Hybrid Neural Representations for Spherical Data
This work addresses the challenge of capturing intricate details in spherical data for scientific applications like climate and cosmology, representing an incremental improvement over existing coordinate-based methods.
The paper tackles the problem of representing spherical data like weather and CMB signals by introducing HNeR-S, a hybrid neural representation that combines spherical feature-grids with MLPs, achieving effectiveness in tasks such as regression, super-resolution, temporal interpolation, and compression.
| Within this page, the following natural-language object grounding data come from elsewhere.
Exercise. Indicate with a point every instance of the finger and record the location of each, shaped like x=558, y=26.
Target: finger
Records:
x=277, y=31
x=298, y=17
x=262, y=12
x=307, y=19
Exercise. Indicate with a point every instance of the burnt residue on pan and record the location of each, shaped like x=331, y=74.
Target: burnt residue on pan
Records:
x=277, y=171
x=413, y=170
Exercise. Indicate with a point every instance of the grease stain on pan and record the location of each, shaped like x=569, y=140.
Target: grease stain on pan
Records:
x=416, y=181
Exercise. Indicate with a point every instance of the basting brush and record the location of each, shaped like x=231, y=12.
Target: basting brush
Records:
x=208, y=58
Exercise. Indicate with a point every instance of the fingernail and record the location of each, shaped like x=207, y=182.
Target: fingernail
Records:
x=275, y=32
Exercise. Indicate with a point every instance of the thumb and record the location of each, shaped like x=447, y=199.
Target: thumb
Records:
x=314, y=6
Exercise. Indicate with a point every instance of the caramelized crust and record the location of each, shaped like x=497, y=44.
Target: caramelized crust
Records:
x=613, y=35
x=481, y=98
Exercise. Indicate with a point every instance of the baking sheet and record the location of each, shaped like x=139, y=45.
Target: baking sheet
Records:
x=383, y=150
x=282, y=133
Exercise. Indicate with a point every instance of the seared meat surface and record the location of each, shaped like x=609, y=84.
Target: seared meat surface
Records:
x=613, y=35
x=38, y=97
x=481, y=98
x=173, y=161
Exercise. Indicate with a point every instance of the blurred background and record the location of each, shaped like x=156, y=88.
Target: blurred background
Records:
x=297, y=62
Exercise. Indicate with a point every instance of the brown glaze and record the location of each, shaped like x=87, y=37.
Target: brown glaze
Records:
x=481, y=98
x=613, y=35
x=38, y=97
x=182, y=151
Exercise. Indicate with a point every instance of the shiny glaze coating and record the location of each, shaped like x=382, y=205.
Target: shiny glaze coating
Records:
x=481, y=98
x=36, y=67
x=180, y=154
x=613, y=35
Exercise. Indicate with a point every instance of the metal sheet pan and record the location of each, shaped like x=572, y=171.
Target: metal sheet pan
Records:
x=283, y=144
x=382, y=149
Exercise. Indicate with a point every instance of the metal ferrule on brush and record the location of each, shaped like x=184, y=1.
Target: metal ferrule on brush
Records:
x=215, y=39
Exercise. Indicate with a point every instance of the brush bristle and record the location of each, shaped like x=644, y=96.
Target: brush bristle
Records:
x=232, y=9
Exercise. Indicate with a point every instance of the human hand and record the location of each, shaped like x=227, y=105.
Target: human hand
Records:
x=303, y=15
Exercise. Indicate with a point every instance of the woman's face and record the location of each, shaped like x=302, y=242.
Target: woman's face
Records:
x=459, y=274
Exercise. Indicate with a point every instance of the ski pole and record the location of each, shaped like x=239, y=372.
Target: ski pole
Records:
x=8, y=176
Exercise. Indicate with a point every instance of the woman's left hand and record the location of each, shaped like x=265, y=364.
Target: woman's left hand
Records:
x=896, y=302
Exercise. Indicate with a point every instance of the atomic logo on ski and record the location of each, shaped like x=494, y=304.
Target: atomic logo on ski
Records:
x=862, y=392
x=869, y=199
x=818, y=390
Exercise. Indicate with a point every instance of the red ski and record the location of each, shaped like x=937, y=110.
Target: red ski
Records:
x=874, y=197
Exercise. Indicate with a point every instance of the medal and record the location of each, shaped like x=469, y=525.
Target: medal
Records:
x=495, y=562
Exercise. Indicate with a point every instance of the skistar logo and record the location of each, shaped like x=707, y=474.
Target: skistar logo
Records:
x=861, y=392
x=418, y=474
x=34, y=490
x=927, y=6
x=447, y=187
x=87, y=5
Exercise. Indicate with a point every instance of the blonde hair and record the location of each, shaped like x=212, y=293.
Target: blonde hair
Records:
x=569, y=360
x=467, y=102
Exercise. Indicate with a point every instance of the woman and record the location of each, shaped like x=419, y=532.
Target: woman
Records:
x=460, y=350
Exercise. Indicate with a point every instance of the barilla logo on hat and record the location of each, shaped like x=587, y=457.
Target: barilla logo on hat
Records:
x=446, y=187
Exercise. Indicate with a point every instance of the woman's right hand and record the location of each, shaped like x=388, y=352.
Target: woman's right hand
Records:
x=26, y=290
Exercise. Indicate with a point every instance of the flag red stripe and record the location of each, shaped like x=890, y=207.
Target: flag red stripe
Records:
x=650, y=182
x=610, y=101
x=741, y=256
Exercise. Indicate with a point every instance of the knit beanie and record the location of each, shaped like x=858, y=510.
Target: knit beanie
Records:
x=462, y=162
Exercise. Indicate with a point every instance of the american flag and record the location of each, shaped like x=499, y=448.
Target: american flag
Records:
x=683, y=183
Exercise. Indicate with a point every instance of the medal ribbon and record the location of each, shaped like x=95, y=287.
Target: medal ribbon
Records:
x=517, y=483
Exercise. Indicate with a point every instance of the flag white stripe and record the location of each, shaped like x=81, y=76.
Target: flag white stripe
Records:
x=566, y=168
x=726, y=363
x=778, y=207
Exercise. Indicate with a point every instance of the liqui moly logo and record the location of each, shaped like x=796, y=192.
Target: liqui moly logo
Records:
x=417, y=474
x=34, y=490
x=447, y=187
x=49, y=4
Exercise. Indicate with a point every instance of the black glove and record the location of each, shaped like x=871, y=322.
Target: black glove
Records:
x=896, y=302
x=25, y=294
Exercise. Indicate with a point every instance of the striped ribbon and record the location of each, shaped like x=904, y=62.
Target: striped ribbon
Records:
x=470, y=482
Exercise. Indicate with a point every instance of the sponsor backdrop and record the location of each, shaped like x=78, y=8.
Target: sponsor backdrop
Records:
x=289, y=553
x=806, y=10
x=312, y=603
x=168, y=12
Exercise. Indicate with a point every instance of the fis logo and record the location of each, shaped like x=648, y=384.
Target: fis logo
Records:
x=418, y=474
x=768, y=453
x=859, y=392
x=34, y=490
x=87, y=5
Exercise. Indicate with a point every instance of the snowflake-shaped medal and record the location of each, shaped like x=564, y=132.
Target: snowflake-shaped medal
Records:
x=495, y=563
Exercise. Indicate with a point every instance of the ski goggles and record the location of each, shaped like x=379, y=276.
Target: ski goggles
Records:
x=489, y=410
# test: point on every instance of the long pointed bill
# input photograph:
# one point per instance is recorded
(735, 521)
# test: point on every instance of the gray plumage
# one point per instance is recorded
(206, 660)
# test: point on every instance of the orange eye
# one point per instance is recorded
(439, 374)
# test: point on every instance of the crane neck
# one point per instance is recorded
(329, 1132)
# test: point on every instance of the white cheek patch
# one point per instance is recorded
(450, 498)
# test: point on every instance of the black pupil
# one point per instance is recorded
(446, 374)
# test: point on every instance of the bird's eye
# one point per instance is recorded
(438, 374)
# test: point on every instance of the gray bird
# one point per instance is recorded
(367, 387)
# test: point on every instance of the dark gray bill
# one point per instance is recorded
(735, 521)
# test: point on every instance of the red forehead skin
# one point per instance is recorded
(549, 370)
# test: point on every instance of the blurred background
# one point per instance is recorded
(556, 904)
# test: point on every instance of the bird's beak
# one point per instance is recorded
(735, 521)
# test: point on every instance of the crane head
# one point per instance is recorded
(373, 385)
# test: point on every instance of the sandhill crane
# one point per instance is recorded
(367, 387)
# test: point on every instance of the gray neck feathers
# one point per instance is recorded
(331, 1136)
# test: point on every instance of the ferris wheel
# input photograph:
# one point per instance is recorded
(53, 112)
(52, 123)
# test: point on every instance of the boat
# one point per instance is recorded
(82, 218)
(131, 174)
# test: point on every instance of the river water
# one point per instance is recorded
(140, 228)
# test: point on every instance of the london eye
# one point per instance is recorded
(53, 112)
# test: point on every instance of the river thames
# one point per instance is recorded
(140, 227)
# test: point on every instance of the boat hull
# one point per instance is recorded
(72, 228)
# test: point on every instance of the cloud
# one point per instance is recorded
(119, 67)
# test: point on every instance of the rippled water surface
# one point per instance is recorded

In this paper, we study hybrid neural representations for spherical data, a domain of increasing relevance in scientific research. In particular, our work focuses on weather and climate data as well as comic microwave background (CMB) data. Although previous studies have delved into coordinate-based neural representations for spherical signals, they often fail to capture the intricate details of highly nonlinear signals. To address this limitation, we introduce a novel approach named Hybrid Neural Representations for Spherical data (HNeR-S). Our main idea is to use spherical feature-grids to obtain positional features which are combined with a multilayer perception to predict the target signal. We consider feature-grids with equirectangular and hierarchical equal area isolatitude pixelization structures that align with weather data and CMB data, respectively. We extensively verify the effectiveness of our HNeR-S for regression, super-resolution, temporal interpolation, and compression tasks.